Foto: Sony Pictures/Divulgação

O mais novo remake da franquia nipônica Ju-On (2002), O Grito (The Grudge, EUA/Canadá, 2020 – Sony Pictures), não só falha na tentativa de inovar a velha história da casa mal-assombrada e do fantasma vingativo, como apenas evidencia que a ultrapassada maldição do grito está fadada ao fracasso. O enredo da nova produção, dirigida por Nicolas Pesce, já é a segunda versão americana da obra original de Takashi Shimizu. Como os iniciados na franquia bem sabem, o grito é uma maldição que surge quando alguém é assassinado em um momento de ódio extremo. A entidade passa a atormentar a vida de qualquer um que colocar os pés no local do crime. Ao que tudo indica, isso nunca tem fim, assim como os filmes que habita. Baseado no script de Shimizu, o roteiro do novo longa ainda é sobre uma casa japonesa amaldiçoada – o que muda são as vítimas e o lugar. Desta vez, a trama é levada para uma pequena cidade da Pensilvânia, nos Estados Unidos.
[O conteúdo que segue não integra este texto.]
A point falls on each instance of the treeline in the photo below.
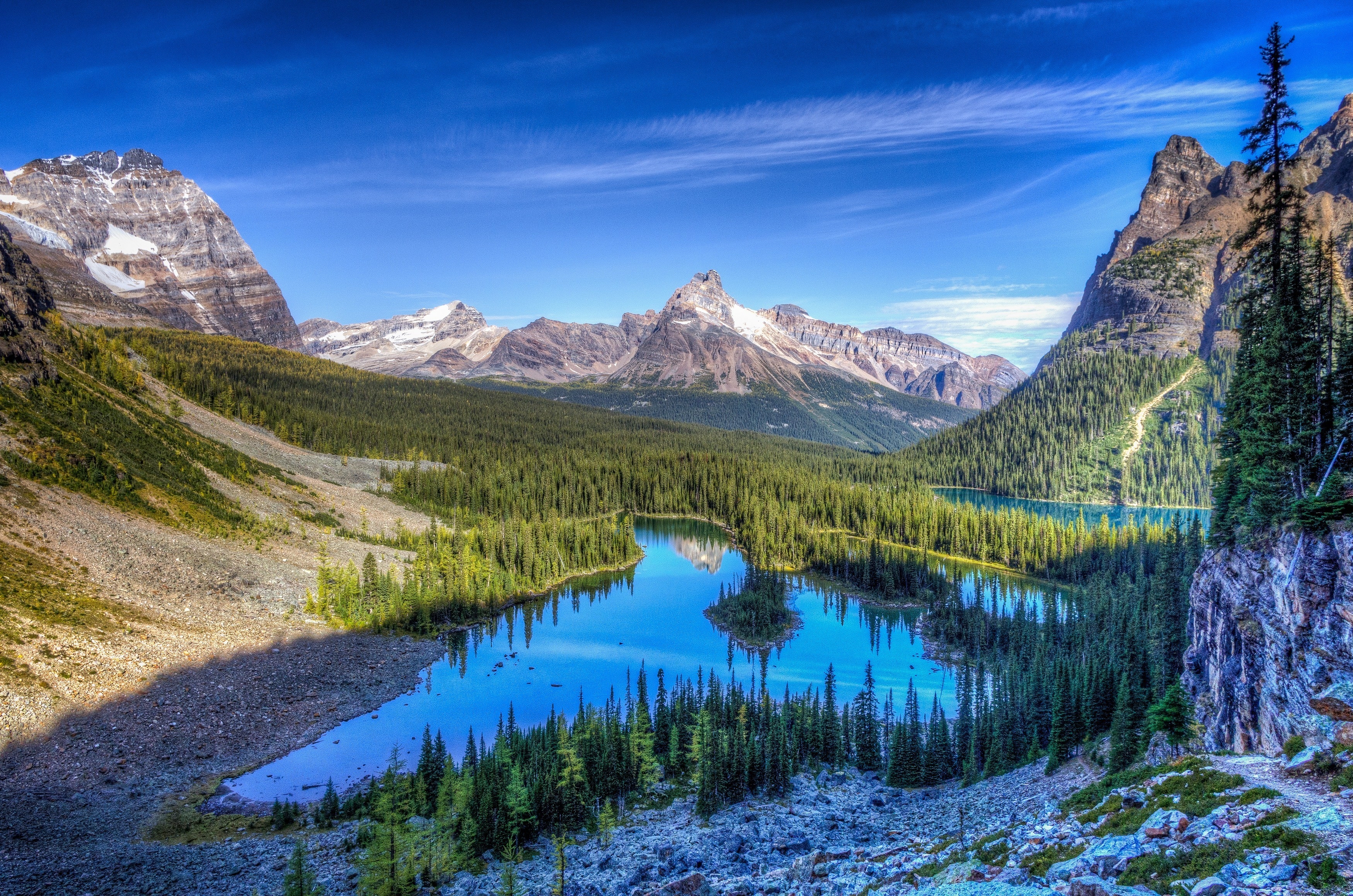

Este filme acompanha a vida da policial Muldoon (Andrea Riseborough), viúva e mãe solteira, que está determinada a solucionar o caso de um cadáver encontrado na floresta. A investigação é a linha norteadora da película. Assim como o remake de 2004, o novo filme dispõe de histórias cruzadas por meio de múltiplas linhas de tempo para apresentar os destinos de vários personagens, entre eles, um casal de corretores de imóveis (John Cho e Betty Gilpin) que enfrentam uma difícil escolha na gravidez, um casal de idosos (Lin Shaye e Frankie Faison) que procuram a ajuda de uma assistente de suicídio assistido (Jacki Weaver), o detetive Goodman (Demian Bichir) e seu antigo parceiro Wilson (William Sadler).
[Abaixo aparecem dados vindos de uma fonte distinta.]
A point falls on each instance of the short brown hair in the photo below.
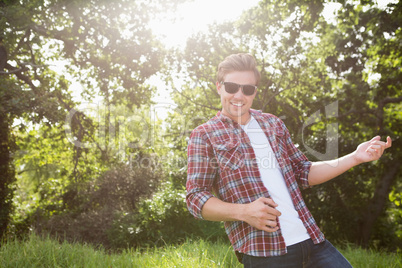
(238, 62)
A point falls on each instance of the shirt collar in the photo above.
(226, 119)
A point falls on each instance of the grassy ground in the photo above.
(37, 252)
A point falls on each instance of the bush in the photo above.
(164, 219)
(116, 191)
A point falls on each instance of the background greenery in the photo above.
(113, 174)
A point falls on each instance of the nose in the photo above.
(239, 94)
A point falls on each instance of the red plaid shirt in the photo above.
(221, 160)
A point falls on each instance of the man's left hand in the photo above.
(371, 150)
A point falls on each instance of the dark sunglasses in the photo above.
(232, 88)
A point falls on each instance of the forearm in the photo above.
(323, 171)
(217, 210)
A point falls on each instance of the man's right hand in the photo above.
(262, 214)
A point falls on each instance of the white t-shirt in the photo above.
(292, 228)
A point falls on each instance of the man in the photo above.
(243, 169)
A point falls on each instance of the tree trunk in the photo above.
(7, 174)
(377, 203)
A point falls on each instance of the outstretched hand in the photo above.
(371, 150)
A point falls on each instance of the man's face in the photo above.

Apostando nos clichês de todo filme de terror, Pesce parece não conseguir fazer o longa se destacar em quase nenhum quesito. Além dos excessivos e costumeiros jumpscares, que acabam sendo fracos e previsíveis, a película se baseia no pretexto mais básico e óbvio de qualquer franquia de horror (como os famosos “você nunca irá escapar” e “a maldição nunca te deixará em paz”). É decepcionante o fato não ser construída uma atmosfera de tensão, ficando tudo preso na segurança de entidades que aparecem desfocadas atrás das pessoas e que desaparecem e reaparecem à medida que um personagem apaga e acende as luzes. Estes clichês se tornaram clichês por um simples motivo: eles funcionam. Entretanto, no caso da franquia de O Grito, eles já foram exaustivamente usados. Talvez fosse a hora de tentar algo novo.

Mesmo que por vezes se apoie no óbvio, este novo longa tem suas passagens favoráveis. Para aqueles que são familiarizados com a franquia de remakes do J-Horror, nesta nova versão ainda existem os famigerados sustos no chuveiro, na pia e na banheira, trazendo um sentimento de nostalgia ao espectador, ao recordar cenas do auge do filme original. As histórias são todas permeadas pela dor e pela perda, numa válida tentativa do diretor de fazer com que a audiência se sinta próxima e acredite em uma realidade muito plausível, mostrando como as pessoas são frágeis e vulneráveis, e que a maldição não perdoa ninguém. Mesmo que o desenvolvimento dos personagens deixe a desejar e acabe sendo um tanto superficial, Pesce investe no sofrimento de cada um. Não apenas o causado pela maldição, mas também aquele que qualquer pessoa poderia ter – o que muitas vezes não é abordado em outras produções do gênero.

Para além da falta de criatividade e originalidade de sustos, o filme não se diferencia daqueles que vieram antes, muito menos justifica sua própria criação. Para os amantes do terror, infelizmente essa é só mais uma maçante e saturada história sobre a já esgotada casa mal-assombrada e que desperdiça um elenco talentoso e não traz nada de novo ou assustador para a realidade atual. O Grito, mesmo que tenha seus momentos arrepiantes, prova ser apenas mais um remake de uma história batida, que continua amaldiçoado por um conceito fatalmente clichê.